President Saakashvili took a bike ride together with family in Kutaisi on August 29. Photo: President’s press office.

President Saakashvili said on August 29, that relocation of Parliament from capital Tbilisi to Georgia’s second largest city of Kutaisi would help “to change social psychology” in the country and also to at least partly address Kutaisi’s social problems.

“That’s really a historic process, because we are building not only the most modern parliament building in the world… but what is important, it is a complete change of social psychology in Georgia,” he said while visiting a construction site of the new Parliament in Kutaisi.

“In terms of social and economic development Georgia will gain new, huge energy by relocation of the Parliament to Kutaisi,” he said.
He also said that the relocation would also help to overcome “hopeless situation in which Kutaisi was just three-five years ago, when even I was skeptical about what could have been achieved here.”

“There are lots of social problems [in Kutaisi]; of course the [relocation of the] Parliament can’t resolve all of them, but it can solve some,” he said.

Saakashvili also said that the pace with which Georgia “is being built, regardless of all difficulties, is a huge success.”

He then continued: “Recently Sandra [referring to his Dutch wife] was in café and she had a chat with one Dutch tourist, who said: ‘what a wonderful country Georgia is; people are so good – they invited us to their home, feed us free of charge; patrol [police] provided us with water in the street’ – it was hot at that time – ‘but this country has one problem; it has very strange President.
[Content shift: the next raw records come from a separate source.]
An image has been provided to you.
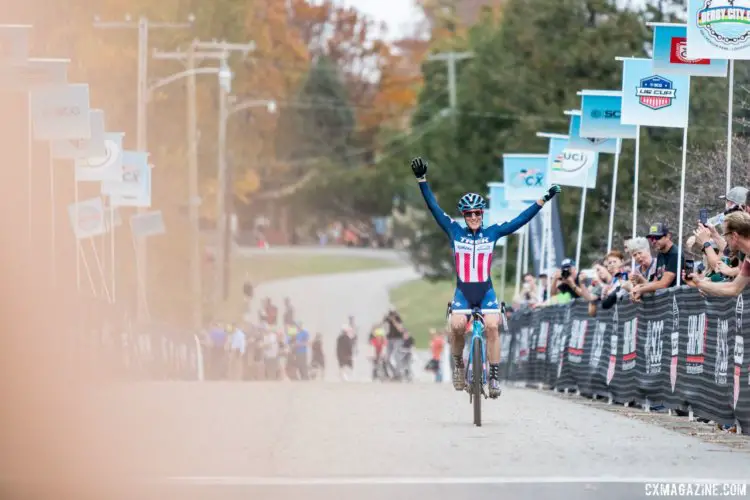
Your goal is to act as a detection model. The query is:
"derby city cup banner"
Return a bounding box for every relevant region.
[0,58,68,92]
[651,23,727,77]
[101,151,152,208]
[546,136,598,189]
[579,90,638,139]
[567,111,621,155]
[67,197,107,240]
[502,154,548,201]
[0,25,30,63]
[51,108,106,160]
[620,58,690,128]
[30,83,91,140]
[75,132,124,182]
[687,0,750,59]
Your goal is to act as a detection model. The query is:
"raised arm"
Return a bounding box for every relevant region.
[411,157,457,235]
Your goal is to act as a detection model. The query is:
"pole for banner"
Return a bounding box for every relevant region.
[131,232,150,320]
[545,208,553,303]
[606,140,621,253]
[74,181,81,291]
[727,60,735,193]
[539,203,548,282]
[632,126,641,240]
[575,168,590,269]
[676,111,690,287]
[80,244,98,296]
[514,231,524,297]
[89,238,112,302]
[27,97,33,248]
[110,205,116,302]
[49,149,57,287]
[522,225,530,275]
[500,237,508,303]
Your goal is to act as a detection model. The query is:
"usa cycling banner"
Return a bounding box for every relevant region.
[578,90,638,139]
[686,0,750,60]
[500,287,750,433]
[566,110,621,155]
[501,154,548,201]
[619,57,690,128]
[650,22,727,77]
[544,134,599,189]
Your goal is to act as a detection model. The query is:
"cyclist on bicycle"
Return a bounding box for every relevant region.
[410,157,560,398]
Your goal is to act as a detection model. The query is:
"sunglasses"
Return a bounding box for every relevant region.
[646,235,664,241]
[463,210,483,219]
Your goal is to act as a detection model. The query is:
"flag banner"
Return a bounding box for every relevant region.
[502,154,548,201]
[0,25,30,64]
[525,196,565,275]
[67,197,107,240]
[52,109,106,159]
[687,0,750,60]
[544,134,599,189]
[30,83,91,140]
[130,210,166,238]
[76,132,125,182]
[0,58,69,91]
[579,90,638,139]
[500,288,749,432]
[651,23,727,77]
[620,58,690,128]
[104,152,152,208]
[566,111,621,154]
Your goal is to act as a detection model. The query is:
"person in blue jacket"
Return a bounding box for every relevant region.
[410,157,560,398]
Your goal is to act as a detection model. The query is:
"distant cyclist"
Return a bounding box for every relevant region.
[410,157,560,398]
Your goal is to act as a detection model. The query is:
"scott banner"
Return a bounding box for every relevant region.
[620,57,690,128]
[502,154,548,201]
[566,111,621,155]
[687,0,750,60]
[651,22,727,77]
[545,135,599,189]
[30,83,91,140]
[579,90,638,139]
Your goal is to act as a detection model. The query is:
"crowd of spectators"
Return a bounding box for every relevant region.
[512,185,750,313]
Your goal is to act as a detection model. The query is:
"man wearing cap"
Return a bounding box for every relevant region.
[630,222,681,302]
[721,186,748,213]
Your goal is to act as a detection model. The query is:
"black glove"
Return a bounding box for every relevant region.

He has made some silly sketches in his kids notebook and that’s why Batumi and Kutaisi are terrible cities’ [a reference to what appears to be President’s personal involvement in planning new constructions]; why? ‘Because that’s not Georgia; that’s a direct result of his [the President’s] strange fantasies’,” Saakashvili said.

“That man was not smart,” he continued. “In general this arrogance is characteristic to some foreigners too; they think, that good and cool can only be in Holland, France or in Italy and we should be here like we were in the past, sitting in mud, they [foreigners] will arrive here and tell us: ‘Oh, what a wonderful people; you are sitting in mud, but still feed us free of charge and smile; you have good police.’ But they do not understand, that… the country is being built because the police are good and because the state apparatus is functioning.”

“You’ll see, we will catch up with Holland and others too and we will even outstrip them,” Saakashvili said. “Of course it requires time and patience.”